1. To form your own system

In trading systems, there is no holy grail.

We can see that short-term masters like Ram Williams and CIS have very good long-term actual combat records. The former's books have also sold a lot, but I have not seen a second Williams, because everyone's mentality and system change slightly, and the trading results are very different. Therefore, if you want to wear the crown, you must bear its weight. Form a trading system of your own, enjoy its benefits, accept its shortcomings, constantly summarize the market rules, and constantly repair it to succeed.

2. Understand the profit and loss ratio

In the trading system, the profit-loss ratio is the most important content. The real profit formula is: profit-loss-handling fee>0. There are three basic modes in trading. The first two are:

One is high profit-loss ratio + low winning rate + low frequency. Trend tracking, medium and long term. For example, a fat otaku Bitcoin with a principal of 100,000 yuan achieved a small goal in the 2021 bull market, which is actually a trend trader.

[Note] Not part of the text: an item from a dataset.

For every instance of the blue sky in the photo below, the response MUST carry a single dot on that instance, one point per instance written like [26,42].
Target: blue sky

The second is low profit-loss ratio + high winning rate + high frequency. In the short-term expert mode, the profit-loss ratio is often 1:1, which is very bad. Only some legendary figures can do it. I don’t think I can do it. There is another type of people in this industry who seem to be quantitative high-frequency traders who eat the exchange fee spread. They are relatively high-end and generally don’t teach others. Each exchange will ban this type of person once they find one. Ordinary users don’t need to understand it.

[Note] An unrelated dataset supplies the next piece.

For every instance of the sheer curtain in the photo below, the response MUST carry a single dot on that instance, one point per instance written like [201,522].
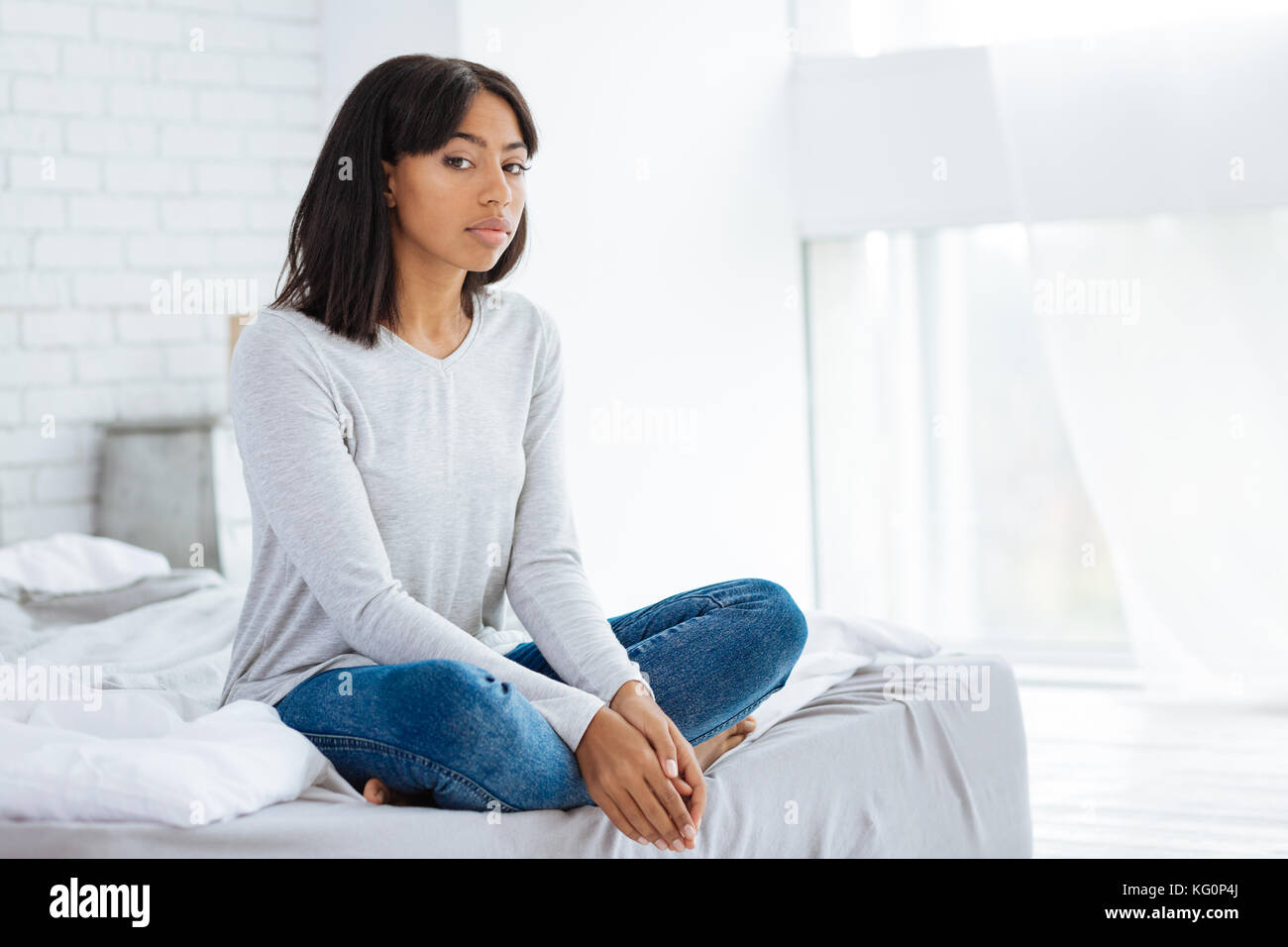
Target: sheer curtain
[1168,348]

The third is the terrifying profit-loss ratio + medium winning rate + extremely low frequency. The thousand times I talked about is my own classification, called the third category, which is also a unique benefit in the cryptocurrency circle:

For a 300U order, the maximum loss I can accept is 300U. I can open an order many times according to my method of opening an order above, but as long as I win any time, my profit and loss ratio will be terrible. For example, the 46U order has been up to 25,000U. If the website does not cause trouble, it can reach 50,000U, which is nearly 1,000 times. With this kind of profit and loss, plus I only open orders at key positions, it doesn’t matter if the winning rate is below 10% - do you think it’s easy to get a winning rate below 10%? It’s impossible to have a winning rate of only 10% even with your eyes closed.

Big data shows that the winning rate of retail investors is around 33%.

In fact, from the perspective of comprehensive strategy and tactics, a system with a high win rate and low profit and loss ratio, a system with a low win rate and high profit and loss ratio, and my system can all be successful. Therefore, there is no need to dogmatically believe that there is only one way, a low win rate and a high profit and loss ratio. The profit and loss ratio must be above 3:1. A 10% win rate or a 90% win rate can create a successful trading system.

Since both high and low winning rates can be successful, there is no need to worry about whether to do long-term or short-term trading. You can even mix the two. What is important is to find a trading method that suits you when the strategies and tactics of the transaction are well matched.